This may have been one idea 5-10 years ago. Today, the Amiga (in all its flavours) is bluntly, irrelevant.
People want a familiar, proven and yes, "boring" system when it comes to computer tech'. They want it to be simple to set up and easy (and cheap) to maintain.
While the x86 part of your arguement fits this, the Amiga part doesnt. Which modern company is going to invest money on an unproven, outdated and obscure platform?
If you want to build a MM kiosk, use any one of the existing imbedded systems on offer, not some Ainc cheapo sourced "Yum-Cha" x86 board running a confusing and overcomplicated combination of Linux and AOS3.x.
In any case, Ainc dont have it in them to make this work. Just imagine the technical support their clients would receive, the Amiga name would go from being obscure and unknown to derission and disdain.

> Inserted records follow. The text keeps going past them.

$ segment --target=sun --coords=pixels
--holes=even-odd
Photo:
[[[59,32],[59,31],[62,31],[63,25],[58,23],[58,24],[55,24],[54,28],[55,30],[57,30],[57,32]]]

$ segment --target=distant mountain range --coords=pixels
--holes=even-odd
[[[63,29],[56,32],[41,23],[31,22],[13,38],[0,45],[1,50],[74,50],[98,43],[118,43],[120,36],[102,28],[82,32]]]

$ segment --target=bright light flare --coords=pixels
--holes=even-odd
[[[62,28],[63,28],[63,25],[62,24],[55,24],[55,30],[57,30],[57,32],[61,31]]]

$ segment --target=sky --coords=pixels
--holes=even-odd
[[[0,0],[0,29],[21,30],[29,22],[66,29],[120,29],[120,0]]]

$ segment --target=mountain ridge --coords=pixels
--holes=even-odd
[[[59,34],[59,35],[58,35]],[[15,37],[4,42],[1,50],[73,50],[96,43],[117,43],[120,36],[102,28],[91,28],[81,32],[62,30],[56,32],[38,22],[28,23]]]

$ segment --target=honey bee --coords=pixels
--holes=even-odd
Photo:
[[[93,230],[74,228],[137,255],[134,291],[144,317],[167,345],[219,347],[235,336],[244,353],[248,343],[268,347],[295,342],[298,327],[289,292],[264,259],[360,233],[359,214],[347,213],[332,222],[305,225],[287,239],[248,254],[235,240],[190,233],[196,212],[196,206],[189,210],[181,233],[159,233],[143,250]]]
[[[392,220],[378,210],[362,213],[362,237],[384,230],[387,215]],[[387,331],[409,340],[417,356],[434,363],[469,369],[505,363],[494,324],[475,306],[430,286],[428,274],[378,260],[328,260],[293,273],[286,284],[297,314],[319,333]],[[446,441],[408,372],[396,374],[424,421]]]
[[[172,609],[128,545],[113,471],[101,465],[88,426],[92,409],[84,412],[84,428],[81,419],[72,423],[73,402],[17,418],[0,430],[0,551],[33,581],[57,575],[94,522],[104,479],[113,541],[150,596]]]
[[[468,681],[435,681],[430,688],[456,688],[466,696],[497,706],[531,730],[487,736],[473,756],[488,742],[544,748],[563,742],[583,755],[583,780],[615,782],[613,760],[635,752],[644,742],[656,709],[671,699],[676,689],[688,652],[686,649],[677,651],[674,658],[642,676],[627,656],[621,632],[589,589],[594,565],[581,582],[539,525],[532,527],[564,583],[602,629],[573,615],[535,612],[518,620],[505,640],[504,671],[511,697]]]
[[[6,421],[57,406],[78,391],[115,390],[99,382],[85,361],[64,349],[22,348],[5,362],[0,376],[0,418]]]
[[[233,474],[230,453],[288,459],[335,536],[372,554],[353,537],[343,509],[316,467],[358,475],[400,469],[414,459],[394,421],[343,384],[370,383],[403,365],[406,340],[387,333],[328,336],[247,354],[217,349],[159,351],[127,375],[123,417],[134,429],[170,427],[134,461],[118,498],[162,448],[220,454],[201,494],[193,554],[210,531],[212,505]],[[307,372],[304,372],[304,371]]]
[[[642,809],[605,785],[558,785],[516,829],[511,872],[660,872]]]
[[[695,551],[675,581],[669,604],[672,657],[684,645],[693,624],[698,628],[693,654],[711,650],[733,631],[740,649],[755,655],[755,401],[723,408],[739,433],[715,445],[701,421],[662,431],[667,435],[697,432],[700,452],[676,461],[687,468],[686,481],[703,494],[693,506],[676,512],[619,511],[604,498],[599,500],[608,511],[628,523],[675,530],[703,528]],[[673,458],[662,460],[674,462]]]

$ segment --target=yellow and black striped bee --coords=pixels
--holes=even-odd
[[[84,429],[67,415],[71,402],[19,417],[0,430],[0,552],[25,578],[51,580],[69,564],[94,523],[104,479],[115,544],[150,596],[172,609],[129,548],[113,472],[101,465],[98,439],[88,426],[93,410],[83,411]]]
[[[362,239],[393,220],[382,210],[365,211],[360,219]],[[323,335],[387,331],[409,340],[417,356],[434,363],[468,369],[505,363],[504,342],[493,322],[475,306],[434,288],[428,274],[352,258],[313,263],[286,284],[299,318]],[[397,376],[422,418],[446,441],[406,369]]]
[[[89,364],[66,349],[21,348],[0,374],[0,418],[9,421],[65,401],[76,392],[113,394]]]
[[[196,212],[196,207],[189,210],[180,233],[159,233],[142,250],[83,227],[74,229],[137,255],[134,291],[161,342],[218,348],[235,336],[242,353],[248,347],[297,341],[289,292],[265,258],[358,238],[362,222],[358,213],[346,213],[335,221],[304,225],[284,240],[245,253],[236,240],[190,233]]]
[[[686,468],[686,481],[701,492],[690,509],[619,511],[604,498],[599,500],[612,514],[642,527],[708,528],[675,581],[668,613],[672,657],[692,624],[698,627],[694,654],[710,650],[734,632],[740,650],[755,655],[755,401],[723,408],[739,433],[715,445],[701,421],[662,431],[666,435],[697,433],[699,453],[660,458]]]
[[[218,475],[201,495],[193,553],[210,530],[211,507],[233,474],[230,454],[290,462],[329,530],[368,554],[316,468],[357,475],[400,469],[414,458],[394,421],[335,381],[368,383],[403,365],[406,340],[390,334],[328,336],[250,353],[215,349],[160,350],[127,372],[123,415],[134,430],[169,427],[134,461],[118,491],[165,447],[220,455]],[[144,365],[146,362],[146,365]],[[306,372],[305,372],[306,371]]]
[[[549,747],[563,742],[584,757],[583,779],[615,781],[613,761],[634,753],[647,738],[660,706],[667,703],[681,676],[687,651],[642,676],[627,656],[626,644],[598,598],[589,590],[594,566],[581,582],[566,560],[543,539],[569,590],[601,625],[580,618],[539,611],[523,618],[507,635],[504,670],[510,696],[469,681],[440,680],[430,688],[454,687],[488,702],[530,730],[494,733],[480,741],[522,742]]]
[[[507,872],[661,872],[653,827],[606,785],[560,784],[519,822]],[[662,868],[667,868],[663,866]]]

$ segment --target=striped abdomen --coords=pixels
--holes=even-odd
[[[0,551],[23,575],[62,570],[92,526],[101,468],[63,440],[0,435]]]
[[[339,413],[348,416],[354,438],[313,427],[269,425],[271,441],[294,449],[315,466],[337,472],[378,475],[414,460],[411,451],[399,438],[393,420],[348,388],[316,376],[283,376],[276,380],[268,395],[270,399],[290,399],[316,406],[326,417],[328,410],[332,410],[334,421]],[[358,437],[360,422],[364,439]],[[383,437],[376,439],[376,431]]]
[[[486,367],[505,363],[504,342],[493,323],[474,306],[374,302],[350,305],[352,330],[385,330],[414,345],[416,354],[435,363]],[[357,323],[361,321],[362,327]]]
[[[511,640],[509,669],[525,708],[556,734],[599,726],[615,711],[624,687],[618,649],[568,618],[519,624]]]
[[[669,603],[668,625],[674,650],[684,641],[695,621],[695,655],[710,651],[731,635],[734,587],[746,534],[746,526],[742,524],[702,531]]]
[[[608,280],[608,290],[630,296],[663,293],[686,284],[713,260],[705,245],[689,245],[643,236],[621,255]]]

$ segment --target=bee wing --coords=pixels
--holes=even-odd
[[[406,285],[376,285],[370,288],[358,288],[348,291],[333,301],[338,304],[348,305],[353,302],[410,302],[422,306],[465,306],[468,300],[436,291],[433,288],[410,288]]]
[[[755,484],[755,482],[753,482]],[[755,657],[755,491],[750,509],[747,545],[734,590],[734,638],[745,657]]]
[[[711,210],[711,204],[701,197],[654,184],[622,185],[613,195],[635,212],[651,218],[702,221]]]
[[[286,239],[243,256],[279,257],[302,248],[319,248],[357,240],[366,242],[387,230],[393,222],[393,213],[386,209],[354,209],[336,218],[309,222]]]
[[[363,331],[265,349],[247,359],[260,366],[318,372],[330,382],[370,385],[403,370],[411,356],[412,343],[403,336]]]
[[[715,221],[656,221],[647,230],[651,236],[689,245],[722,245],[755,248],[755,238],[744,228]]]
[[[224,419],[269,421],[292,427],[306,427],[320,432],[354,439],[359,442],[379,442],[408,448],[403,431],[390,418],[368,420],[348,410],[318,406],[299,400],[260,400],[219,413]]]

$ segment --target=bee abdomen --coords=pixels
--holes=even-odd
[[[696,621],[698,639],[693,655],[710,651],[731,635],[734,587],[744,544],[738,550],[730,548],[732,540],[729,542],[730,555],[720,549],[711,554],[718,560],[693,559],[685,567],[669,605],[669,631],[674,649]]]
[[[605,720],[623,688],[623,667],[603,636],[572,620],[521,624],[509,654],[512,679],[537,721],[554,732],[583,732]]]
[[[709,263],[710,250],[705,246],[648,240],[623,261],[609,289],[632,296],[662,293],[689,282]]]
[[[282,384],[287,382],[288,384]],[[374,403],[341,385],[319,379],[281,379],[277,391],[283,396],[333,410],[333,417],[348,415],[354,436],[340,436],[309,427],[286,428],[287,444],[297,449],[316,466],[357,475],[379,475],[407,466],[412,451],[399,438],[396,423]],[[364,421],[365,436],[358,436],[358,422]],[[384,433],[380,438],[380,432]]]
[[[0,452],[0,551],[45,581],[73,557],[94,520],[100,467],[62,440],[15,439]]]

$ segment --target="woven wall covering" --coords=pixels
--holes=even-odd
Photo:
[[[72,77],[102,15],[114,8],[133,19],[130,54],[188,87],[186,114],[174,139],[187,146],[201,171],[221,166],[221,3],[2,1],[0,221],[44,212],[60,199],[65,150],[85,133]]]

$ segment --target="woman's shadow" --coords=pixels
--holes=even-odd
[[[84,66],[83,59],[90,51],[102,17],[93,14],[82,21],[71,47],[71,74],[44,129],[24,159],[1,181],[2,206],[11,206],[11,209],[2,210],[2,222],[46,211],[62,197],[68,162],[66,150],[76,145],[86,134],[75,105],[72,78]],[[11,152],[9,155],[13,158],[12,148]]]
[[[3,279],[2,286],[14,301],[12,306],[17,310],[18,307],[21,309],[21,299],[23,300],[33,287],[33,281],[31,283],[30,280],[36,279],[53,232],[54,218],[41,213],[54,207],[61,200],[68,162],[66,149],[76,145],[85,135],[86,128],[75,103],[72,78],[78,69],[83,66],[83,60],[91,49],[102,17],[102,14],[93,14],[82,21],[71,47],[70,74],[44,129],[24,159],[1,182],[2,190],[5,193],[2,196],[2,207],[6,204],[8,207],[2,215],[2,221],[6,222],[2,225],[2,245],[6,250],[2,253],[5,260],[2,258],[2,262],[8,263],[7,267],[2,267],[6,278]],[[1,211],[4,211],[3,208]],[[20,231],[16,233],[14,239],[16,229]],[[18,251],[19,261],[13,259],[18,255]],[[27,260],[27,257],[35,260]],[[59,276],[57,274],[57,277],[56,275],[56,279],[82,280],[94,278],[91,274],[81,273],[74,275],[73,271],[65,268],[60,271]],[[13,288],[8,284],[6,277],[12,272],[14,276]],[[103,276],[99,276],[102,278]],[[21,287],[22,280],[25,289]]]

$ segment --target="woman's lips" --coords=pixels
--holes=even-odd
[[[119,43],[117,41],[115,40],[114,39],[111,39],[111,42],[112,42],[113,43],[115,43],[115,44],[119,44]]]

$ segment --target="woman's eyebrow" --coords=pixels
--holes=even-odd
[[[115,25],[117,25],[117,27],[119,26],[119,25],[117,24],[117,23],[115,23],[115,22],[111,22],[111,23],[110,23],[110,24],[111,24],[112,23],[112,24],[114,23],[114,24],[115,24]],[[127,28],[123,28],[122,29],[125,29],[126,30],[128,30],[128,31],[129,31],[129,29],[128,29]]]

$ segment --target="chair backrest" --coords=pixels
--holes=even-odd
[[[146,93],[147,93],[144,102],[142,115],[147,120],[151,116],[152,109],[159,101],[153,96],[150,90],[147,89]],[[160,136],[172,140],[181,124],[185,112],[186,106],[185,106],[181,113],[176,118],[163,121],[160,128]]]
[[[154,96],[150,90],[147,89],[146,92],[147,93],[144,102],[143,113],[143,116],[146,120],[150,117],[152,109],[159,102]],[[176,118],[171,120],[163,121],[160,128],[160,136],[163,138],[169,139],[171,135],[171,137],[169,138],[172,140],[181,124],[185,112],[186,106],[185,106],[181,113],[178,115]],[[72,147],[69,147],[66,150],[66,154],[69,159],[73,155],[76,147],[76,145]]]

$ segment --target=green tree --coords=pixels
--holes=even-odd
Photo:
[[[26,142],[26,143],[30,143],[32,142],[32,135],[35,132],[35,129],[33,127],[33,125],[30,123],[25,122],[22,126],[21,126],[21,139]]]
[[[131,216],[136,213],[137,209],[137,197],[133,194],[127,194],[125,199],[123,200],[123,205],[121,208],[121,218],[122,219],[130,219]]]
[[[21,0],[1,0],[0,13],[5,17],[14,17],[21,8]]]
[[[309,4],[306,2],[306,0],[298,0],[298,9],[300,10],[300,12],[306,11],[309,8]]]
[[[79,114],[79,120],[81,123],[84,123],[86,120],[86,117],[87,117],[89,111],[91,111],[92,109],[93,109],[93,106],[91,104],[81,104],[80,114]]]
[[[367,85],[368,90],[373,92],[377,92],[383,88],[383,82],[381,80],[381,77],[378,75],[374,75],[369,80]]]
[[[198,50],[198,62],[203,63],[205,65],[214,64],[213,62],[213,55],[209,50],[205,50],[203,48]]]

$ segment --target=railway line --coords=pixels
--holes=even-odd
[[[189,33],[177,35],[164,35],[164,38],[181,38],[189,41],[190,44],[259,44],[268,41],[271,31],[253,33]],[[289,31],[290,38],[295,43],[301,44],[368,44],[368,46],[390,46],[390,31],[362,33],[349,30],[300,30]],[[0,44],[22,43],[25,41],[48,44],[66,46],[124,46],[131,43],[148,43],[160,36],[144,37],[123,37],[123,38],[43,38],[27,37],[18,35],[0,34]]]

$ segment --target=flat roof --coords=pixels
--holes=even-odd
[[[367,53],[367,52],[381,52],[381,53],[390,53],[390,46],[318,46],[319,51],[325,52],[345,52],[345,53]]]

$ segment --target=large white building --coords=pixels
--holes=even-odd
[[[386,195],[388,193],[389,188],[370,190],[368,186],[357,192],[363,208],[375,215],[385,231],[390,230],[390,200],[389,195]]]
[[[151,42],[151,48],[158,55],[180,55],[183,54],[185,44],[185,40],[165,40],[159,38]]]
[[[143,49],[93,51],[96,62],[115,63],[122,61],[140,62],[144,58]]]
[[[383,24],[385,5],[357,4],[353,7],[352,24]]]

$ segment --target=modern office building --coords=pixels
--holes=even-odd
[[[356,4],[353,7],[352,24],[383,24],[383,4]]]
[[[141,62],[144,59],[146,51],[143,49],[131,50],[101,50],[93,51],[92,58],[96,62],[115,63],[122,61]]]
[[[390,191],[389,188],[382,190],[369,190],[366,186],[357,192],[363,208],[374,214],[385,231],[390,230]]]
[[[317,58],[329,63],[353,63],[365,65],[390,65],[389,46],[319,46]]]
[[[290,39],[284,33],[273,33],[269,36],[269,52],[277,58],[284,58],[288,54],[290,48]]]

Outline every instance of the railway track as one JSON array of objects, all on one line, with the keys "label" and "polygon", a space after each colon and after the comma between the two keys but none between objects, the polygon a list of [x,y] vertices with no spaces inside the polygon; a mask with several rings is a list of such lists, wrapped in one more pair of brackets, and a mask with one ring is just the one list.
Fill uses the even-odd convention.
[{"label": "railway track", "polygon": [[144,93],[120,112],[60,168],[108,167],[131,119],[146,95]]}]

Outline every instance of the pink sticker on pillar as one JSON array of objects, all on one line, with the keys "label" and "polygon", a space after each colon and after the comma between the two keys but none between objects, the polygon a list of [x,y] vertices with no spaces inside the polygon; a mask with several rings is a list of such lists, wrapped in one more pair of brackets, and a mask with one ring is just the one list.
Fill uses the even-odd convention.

The only future for the Amiga is to capitalise on the people that use/remember it, though every year that market shrinks further, it's probably way past too late?
ie:
-Branded MP3 players and other cheap electronic gadgets and online retro Amiga store.
-A500 in a joystick, hackable like C64DTV, (though the retro kick may be just about over, too late!)
-Amiga classics CDs (done, but piss-poor!)
-Amiga sponsorship deals with lowkey (ie affordable) sporting events, try kiteboarding or wakeboarding ect.
-OS4 ported to x86 as a free distro, with purchaseable apps.
-OS4 could work as a gateway to an online community site (like Xbox-live) with a richer featureset than non-OS4 access.
-Official Ainc endorsed OS4/WinUAE package, with online pay-per-game/app ADF library.
CBF giving away any more free ideas.